Denote by $V_{n,k}$ the set of $k$-frames in $\mathbb{R}^n$. This is a Stiefel manifold. I am trying to understand the following statement of the cellular structure (from Mosher & Tangora's book page 42)

By a normal cell of $V_{n,k}$ we mean a cell of the form $e^{i_1-1} \times \cdots \times e^{i_r-1} \to \mathbb{R}P^{i_1-1} \times \cdots \times \mathbb{R} P^{i_r-1} \to V_{n,k}$ with $n \ge i_1 > \cdots > i_r > n-k$

(Note that if you compare to the actual book, what Mosher & Tangora call $P_{i_1}$ is actually $\mathbb{R}P^{i_1-1}$)

The cells of $V_{n,k}$ are exactly the normal cells and the $0$-cell corresponding to the identity matrix

The first test for this theorem is when $k=1$, whence we see that we must have $i_1=n$ and $r=1$, and thus the only normal cell is $e^{n-1} \to \mathbb{R} P^{n-1} \to V_{n,1}$

This raises my first question: $V_{n,1}$ is just $S^{n-1}$ so, as expected we get a $0$-cell and an $n-1$-cell. What, if anything, is the fact that the cell has the form $e^{n-1} \to \mathbb{R} P^{n-1} \to V_{n,1}$ actually mean?

My second test case was to consider $V_{3,2}$. Now I think, but I am not 100% on this (since the labelling of Stiefel manifolds is very inconsistent between books), that this is just $SO(3) \simeq \mathbb{R} P^3$, which we know has 4 cells, 1 in each dimension from 0 to 3. Now to satisfy $3 \ge i_1 > \cdots > i_r > 1$ it is clear that $r=2, i_1=3,i_2=2$ and we have the normal cell $e^{2} \times e^{1} \to \mathbb{R}P^{2} \times \times \mathbb{R} P^{1} \to V_{3,2}$.

Again, how can I interpret this; is the term 'normal cell' a slight misnomer, in that it is actually (in this case) 2-cells? (I guess there is something wrong here since I should get 4 cells?) Again what does the map between the cells and the product of projective spaces actually mean?
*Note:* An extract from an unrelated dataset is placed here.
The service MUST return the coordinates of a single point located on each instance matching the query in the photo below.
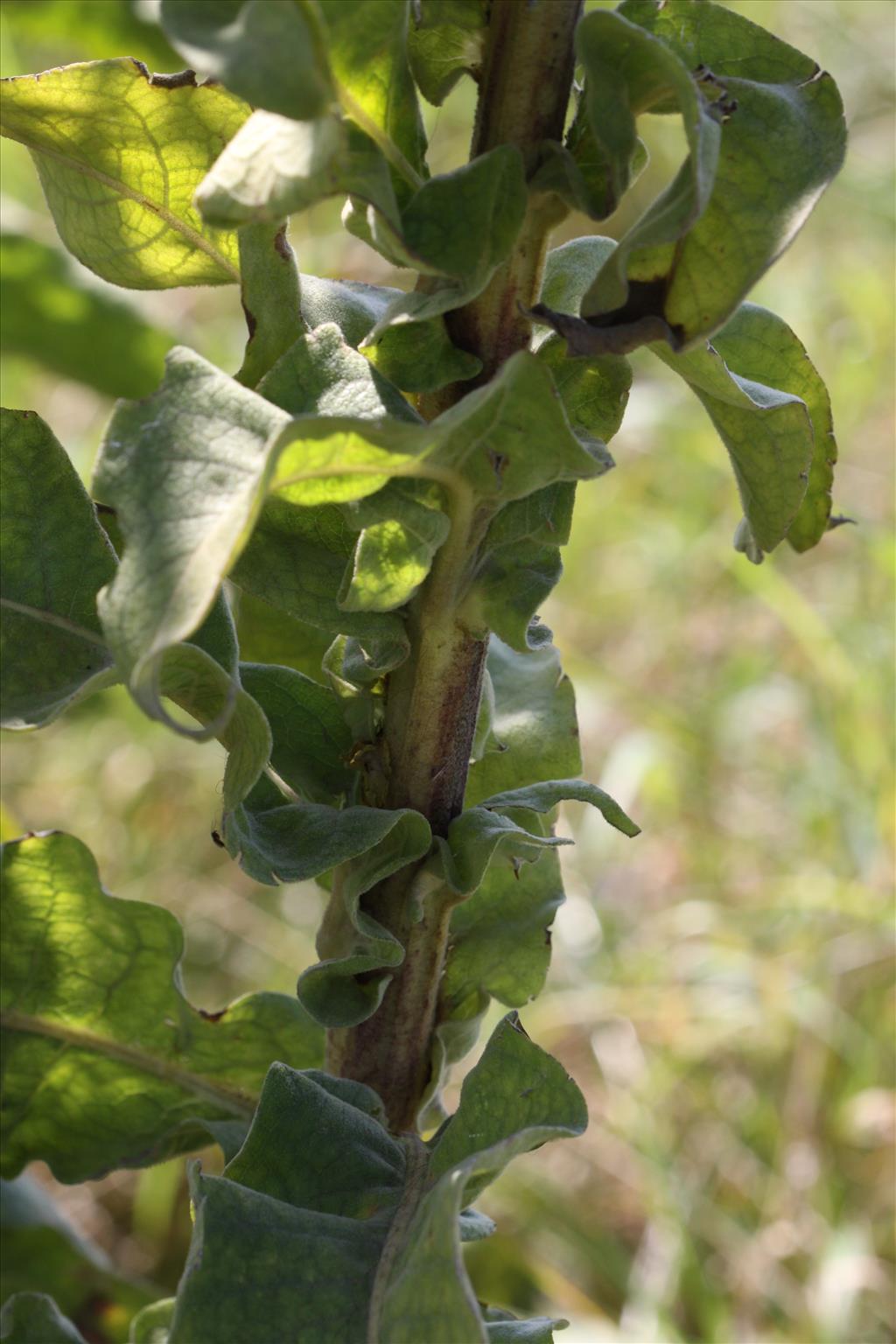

Is this giving the characteristic map of the CW complex?

(Are there other nice references for CW-structure/cohomology of Stiefel manifolds? There is only a little bit in Hatcher's book as well.)


1 Answer 1


First question: Since there are two cells in this cell structure, one $0$-cell and one $n-1$-cell, there aren't many choices for attaching maps: the entire boundary of $e_{n-1}$ must be mapped to the $0$-cell.

Second question: The sequences need not be maximal. That is, you need to also consider the sequences $\{3\}$ and $\{2\}$. These give you your $2$-cell and $1$-cell, respectively.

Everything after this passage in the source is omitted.